RADAR NONSTOP - Rencana Menteri Kelautan dan Perikanan (KKP) Edhy Prabowo mencabut larangan ekspor benih lobster diprediksi bakal membawa malapetaka besar.
Dengan adanya pemberian izin ekspor benih lobster, maka penangakapan dan perburuan benih lobster yang belum bisa dikembangbiakkan the house tersebut akan terjadi secara besar - besar.
Alhasil, populasi dan keberlangsungan lobster Indonesia akan terancam. Jika sudah demikian, maka tidak menutup kemungkinan lobster Indonesia hanya tinggal kenangan alias punah.
BERITA TERKAIT :Karenanya, Indonesian Center for Environmental Law (ICEL) menilai Pemerintah harus membatalkan rencana kebijakan tersebut.

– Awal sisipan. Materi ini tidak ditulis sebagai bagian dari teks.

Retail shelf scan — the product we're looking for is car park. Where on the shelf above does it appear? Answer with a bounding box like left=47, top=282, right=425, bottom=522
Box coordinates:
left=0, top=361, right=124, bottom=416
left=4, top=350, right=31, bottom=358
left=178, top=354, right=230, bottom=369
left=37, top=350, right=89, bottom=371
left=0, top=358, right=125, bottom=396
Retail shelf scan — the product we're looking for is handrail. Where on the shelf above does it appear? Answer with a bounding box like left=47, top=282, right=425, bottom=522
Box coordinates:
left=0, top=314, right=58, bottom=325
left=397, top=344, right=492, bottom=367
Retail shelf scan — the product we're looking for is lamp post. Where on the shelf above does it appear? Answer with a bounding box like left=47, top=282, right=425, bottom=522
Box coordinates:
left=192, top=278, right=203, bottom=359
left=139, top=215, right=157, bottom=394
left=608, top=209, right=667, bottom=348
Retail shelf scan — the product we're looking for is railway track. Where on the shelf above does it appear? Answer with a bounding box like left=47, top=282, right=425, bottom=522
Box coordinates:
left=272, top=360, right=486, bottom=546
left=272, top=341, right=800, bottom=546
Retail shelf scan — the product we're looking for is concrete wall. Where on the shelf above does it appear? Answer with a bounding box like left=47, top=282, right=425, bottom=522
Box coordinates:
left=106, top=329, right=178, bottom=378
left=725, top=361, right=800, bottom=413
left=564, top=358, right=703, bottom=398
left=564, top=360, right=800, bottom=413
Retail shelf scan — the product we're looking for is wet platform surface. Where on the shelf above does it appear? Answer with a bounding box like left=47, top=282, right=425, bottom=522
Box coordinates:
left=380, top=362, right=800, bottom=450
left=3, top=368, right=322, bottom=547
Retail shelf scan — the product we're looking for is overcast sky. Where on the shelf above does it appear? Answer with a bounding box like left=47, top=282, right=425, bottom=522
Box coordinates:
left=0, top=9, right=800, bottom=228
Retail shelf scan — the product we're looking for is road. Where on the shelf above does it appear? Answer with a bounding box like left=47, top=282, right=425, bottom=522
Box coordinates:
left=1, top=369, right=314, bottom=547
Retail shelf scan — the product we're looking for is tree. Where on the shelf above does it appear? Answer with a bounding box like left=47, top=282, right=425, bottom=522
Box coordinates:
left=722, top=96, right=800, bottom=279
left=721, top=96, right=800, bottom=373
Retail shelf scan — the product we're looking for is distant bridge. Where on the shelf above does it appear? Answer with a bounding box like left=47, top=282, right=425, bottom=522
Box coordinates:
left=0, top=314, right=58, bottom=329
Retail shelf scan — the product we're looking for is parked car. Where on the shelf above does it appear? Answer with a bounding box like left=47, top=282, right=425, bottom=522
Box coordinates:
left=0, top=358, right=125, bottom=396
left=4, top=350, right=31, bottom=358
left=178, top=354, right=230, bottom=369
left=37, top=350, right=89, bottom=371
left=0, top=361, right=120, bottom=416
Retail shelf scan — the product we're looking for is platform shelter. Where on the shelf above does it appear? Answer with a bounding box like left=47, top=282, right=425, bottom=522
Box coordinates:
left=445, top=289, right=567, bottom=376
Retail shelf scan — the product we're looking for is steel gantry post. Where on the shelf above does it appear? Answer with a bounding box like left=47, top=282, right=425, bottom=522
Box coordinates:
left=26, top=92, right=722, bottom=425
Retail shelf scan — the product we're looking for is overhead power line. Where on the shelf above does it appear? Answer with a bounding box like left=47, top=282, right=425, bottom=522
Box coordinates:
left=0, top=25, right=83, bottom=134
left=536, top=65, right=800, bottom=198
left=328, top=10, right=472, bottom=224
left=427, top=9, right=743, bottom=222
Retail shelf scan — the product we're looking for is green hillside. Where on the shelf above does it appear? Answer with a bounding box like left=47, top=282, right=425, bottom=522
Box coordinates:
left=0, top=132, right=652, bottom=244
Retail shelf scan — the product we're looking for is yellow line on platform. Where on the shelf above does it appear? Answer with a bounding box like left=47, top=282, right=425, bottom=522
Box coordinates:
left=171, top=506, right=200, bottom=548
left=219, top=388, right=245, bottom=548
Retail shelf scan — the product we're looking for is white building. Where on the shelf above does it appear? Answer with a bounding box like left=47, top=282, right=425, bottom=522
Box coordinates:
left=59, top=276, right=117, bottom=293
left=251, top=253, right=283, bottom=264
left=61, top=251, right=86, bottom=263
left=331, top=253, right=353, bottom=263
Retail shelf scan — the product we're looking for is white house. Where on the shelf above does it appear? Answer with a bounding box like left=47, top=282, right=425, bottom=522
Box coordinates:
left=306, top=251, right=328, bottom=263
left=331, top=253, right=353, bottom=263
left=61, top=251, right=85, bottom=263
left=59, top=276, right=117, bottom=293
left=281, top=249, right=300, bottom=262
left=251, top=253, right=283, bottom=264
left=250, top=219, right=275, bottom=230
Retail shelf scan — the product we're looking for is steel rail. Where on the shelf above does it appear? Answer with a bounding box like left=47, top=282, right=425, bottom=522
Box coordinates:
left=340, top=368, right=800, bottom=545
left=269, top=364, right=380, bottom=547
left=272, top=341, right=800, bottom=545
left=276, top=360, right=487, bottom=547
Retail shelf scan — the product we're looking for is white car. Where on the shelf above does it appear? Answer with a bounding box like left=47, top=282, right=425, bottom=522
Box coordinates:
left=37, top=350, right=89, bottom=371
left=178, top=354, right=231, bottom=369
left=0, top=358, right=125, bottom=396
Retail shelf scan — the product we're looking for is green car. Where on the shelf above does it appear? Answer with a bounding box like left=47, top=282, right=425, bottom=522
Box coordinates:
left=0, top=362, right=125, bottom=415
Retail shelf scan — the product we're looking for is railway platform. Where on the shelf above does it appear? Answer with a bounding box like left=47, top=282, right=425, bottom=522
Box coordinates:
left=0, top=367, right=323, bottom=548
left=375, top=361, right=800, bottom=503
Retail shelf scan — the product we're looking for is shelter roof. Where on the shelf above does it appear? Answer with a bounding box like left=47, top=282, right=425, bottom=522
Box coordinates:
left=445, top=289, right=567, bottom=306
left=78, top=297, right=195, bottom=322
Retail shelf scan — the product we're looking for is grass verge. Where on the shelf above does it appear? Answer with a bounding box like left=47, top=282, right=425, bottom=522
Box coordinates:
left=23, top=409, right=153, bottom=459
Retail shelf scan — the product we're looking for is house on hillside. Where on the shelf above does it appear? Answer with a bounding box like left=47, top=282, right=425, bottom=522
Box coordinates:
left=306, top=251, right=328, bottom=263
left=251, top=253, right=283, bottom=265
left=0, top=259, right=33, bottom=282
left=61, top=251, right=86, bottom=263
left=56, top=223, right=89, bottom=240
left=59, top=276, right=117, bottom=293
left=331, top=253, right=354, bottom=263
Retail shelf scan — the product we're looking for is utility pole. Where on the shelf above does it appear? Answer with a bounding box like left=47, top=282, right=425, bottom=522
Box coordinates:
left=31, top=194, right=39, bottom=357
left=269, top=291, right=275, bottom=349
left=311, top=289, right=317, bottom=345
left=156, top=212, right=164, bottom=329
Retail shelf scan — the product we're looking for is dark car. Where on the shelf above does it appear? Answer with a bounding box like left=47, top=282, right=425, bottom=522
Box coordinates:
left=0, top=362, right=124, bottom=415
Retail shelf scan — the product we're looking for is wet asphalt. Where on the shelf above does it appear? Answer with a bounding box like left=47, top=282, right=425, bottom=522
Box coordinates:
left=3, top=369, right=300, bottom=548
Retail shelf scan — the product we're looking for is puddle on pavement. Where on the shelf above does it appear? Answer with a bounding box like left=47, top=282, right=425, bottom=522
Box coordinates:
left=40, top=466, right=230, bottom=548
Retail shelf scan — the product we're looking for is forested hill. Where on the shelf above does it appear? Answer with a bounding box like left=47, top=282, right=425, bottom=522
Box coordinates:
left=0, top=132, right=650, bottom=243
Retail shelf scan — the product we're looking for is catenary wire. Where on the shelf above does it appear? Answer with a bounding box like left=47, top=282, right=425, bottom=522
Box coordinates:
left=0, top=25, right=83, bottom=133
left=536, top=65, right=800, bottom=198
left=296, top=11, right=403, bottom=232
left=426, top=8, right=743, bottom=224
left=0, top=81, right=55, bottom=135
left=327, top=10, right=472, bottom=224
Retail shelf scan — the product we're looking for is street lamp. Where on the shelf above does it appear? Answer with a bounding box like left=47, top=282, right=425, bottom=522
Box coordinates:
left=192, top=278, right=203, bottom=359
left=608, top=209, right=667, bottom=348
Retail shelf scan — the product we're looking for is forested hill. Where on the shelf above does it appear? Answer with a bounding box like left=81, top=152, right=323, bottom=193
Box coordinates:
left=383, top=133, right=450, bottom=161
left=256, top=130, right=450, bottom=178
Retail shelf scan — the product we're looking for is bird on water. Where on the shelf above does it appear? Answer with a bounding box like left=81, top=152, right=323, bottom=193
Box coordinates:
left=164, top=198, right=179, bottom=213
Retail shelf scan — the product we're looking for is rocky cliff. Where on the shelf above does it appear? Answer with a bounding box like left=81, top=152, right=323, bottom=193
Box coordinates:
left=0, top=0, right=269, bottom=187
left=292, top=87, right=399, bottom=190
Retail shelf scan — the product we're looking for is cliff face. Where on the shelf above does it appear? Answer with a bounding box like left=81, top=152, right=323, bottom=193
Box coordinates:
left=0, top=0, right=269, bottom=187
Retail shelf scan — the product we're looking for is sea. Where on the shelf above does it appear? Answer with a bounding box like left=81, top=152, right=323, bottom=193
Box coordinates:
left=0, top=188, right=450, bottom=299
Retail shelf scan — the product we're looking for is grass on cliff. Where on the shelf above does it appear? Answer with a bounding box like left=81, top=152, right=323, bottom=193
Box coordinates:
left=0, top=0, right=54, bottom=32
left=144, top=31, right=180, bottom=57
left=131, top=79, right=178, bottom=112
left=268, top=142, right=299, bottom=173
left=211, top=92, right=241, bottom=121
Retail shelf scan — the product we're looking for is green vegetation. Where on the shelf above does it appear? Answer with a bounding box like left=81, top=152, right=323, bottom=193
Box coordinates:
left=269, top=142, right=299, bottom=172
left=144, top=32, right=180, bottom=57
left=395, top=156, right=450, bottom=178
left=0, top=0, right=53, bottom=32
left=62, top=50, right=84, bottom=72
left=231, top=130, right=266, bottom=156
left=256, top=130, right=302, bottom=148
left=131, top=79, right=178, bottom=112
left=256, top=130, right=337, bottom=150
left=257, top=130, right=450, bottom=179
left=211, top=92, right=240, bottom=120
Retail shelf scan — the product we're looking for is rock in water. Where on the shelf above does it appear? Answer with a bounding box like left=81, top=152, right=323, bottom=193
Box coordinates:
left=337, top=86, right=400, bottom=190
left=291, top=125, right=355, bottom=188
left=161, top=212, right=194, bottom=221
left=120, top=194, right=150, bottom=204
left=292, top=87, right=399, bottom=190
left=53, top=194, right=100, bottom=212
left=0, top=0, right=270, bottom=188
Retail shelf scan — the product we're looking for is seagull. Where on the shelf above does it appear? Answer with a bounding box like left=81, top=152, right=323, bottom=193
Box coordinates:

Tujuan larangan ekspor dan penangkapan benih lobster adalah untuk melindungi dan memastikan keberlanjutan lobster di Indonesia, hal ini sebagaimana dituangkan dalam bagian “menimbang” dan Pasal 7 Peraturan Menteri Kelautan dan Perikanan (Permen KP) No. 56/PERMEN-KP/2016.
Peraturan tersebut mengatur bahwa untuk menjaga keberadaan dan ketersediaan populasi sumber daya lobster (Panulirus spp) diperlukan pengaturan penangkapan dan ekspor lobster yakni dengan melarang ekspor dan penangkapan benih lobster.
“Pertimbangan dan alasan kebijakan larangan ekspor ini perlu dipertahankan dan kita jaga bersama, karena jelas jika benih lobster ditangkap dan diekspor, keberlanjutan lobster akan terancam. Lebih lanjut benih-benih tersebut seharusnya menjadi besar dan dewasa lalu akan bertelur lagi untuk menghasilkan benih lagi dan seterusnya,” ujar Dalila Doman, Peneliti Divisi Pesisir dan Maritim ICEL.
Rencana pencabutan larangan ekspor benih lobster juga akan merugikan Indonesia dari segi ekonomi.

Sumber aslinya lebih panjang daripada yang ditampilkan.